WASHINGTON (CN) - Southern Coal Corporation and 26 affiliated mining companies will pay $900,00 in fines and create a $4.5 million standby trust for pumping millions of gallons of polluted wastewater into Appalachian waterways over a seven-year period.
Under the terms of a Sept. 30 settlement with the U.S. Environmental Protection Agency, the companies will also make comprehensive upgrades to their coal mining and processing operations to prevent future discharges.
The $4.5 million standby trust and associated letter of credit are intended to guarantee that there is sufficient funding to ensure the companies complete the remediation work they promised to perform and for them to state in compliance with the Clean Water Act.
The $900,000 civil penalty will be divided among the federal government and the four state co-plaintiffs: Alabama, Kentucky, Tennessee and Virginia.
As described in a complaint filed in the federal court in Virginia the same day the settlement was announced, the companies were accused of dumping polluted wastewater in streams and other waters bodies for seven years beginning in 2009.

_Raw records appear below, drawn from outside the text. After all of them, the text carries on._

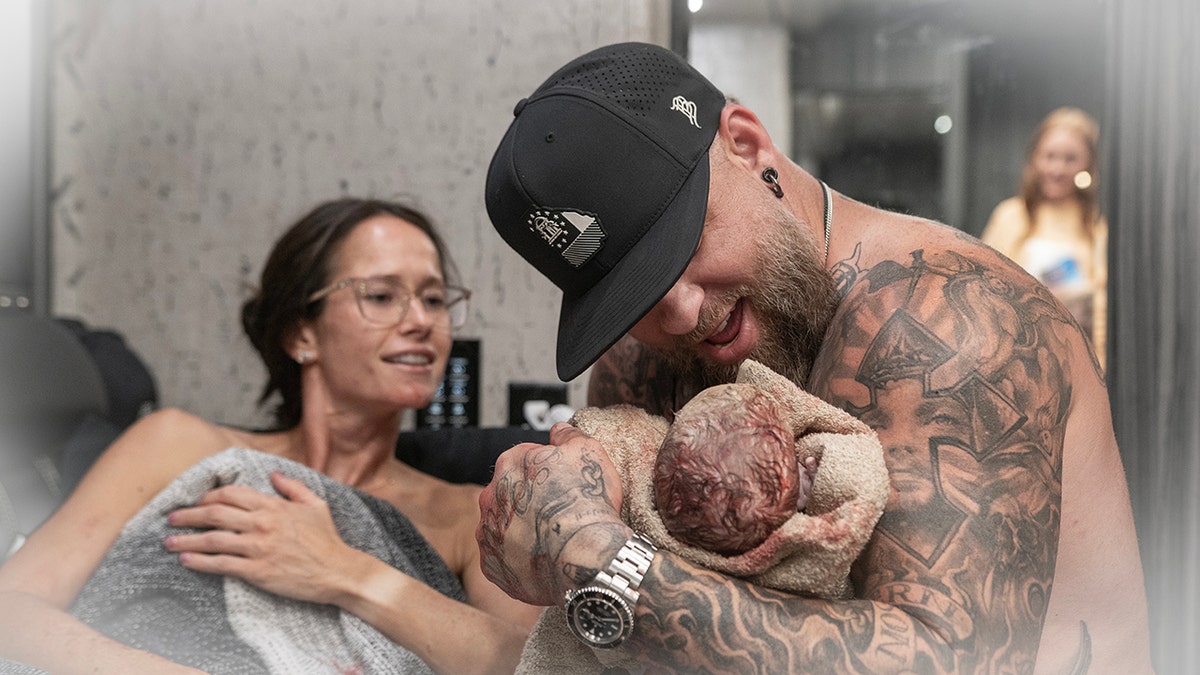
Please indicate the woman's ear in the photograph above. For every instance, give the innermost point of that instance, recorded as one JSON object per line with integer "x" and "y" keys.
{"x": 744, "y": 138}
{"x": 301, "y": 344}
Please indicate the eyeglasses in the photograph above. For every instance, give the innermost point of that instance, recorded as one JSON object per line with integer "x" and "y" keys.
{"x": 383, "y": 300}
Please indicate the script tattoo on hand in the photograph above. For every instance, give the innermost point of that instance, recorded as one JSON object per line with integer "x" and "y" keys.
{"x": 960, "y": 365}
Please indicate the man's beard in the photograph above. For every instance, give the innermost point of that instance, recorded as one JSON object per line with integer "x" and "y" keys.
{"x": 795, "y": 299}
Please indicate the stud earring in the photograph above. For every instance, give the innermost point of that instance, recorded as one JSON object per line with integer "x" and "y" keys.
{"x": 772, "y": 178}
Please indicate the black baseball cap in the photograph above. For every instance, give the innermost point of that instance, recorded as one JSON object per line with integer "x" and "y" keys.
{"x": 601, "y": 183}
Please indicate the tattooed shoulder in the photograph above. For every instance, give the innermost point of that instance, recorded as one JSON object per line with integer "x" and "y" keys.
{"x": 960, "y": 364}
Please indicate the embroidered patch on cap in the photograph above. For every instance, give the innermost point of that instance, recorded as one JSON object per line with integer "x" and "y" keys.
{"x": 687, "y": 107}
{"x": 576, "y": 236}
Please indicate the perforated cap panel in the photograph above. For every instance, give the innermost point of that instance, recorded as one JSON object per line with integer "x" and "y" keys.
{"x": 633, "y": 81}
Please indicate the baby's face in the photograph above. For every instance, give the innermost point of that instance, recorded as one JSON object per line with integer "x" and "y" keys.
{"x": 727, "y": 475}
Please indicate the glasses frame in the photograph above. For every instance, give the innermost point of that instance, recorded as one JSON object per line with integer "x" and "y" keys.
{"x": 359, "y": 285}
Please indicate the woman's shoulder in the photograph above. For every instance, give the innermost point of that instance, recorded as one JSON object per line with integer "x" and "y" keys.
{"x": 173, "y": 437}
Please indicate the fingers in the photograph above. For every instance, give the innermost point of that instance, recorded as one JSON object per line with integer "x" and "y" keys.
{"x": 213, "y": 515}
{"x": 214, "y": 542}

In addition, they allegedly ignored their legal obligations to sample the quality of their discharges to rivers and streams, and in some cases failed to respond to multiple information requests from EPA compliance officers.
Southern Coal Corporation operates 33 mines, produces 7.2 million tons of coal annually, and is owned by West Virginia businessman Jim Justice.
Justice, who also owns The Greenbrier, an iconic 10,000 resort in West Virginia, is currently in the final lap of his run for governor of the Mountain State.
A pollutant, as defined in the Clean Water Act, can include a wide variety of habitat destroying substances including fuel runoff, sewage, garbage, munitions, radioactive materials and discarded equipment.
The government complaint said that over the last five years, Southern Coal Corporation mining and processing operations allegedly violated discharge limits for pollutants including iron, total suspended solids, aluminum, pH and manganese in their state-issued permits
The Justice Department said Friday that a centralized data management system will be established to track the companies' waste violations, water sampling data and other compliance efforts.
Notices of violations will also be posted online to allow the public to monitor the future compliance of the mining firms with federal and state regulations.
The government is also requiring the companies to submit to third-party environmental audits, and that all of their compliance staff undergo additional training.
Representatives of the parties did not immediately respond to phone calls requesting comment.